If I'm correct, that's what original code was doing:
#if defined(LEGACY_VIRTIO_IS_BIENDIAN)
return virtio_is_big_endian(vdev);
#elif TARGET_BIG_ENDIAN
/* duplicated code for virtio_is_big_endian(vdev) */
if (virtio_vdev_has_feature(vdev, VIRTIO_F_VERSION_1)) {
/* Devices conforming to VIRTIO 1.0 or later are always LE. */
return false;
}
return true;
#else
return false;
From what I understand, legacy virtio devices follow host endianness (thus
considering
all big-endian arch), while virtio >= 1.0 devices are always little endian.
What did I miss to consider it should only be called for bi-endian arch?
if (target_big_endian() || ...) {
return virtio_is_big_endian(vdev);
}
invokes virtio_is_big_endian for e.g. sparc, which it never did before.
The first #if defined(LEGACY_VIRTIO_IS_BIENDIAN) is exactly your
legacy_virtio_is_biendian(), and is the only time that should ever be invoked.

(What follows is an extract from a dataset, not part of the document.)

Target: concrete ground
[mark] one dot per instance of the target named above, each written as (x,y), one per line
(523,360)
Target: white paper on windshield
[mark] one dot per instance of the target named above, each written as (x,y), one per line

Separately, you noticed that virtio_device_endian_needed already checks
VIRTIO_F_VERSION_1, so checking it a second time here (possibly with the rest
of the
changes in this patch set), is unnecessary. Which allows you do remove the
big-endian
check entirely.
I do think that (again, possibly with the rest of the changes in the patch set)
the
function virtio_access_is_big_endian should be merged into its single caller,
so that (1)
it's obvious no further check vs VERSION is required and (2) no further calls of
virtio_access_is_big_endian can be introduced.
r~
We had a call with Richard, and talked about this problem, so I get a
better insight about his position.
In short, he's not convinced that checking runtime endianness is solving
any problem, whether for virtio or other components.
However, we don't really have a choice to deal with it: legacy virtio
has this flaw by design and we have to live with it.
Ideally, it would be nice to get rid of legacy virtio, which is a dead
end since it has been proposed by Philippe and rejected by community. So
what we can try to do is to make it more simple.
The good news is that we identified that for biendian arch (ppc64 and
arm/aarch64), the cached value is correct, since it's set dynamically on
(guest) reset through set_features (see patch 2 for reference).
So having a precached field for checking this on every access is
correct, and thus allows us to preserve the performance we have with
this series.
I'll try to simplify code further to split the concepts of legacy/modern
and cpu endianness, which seems to be the source of confusion for everyone.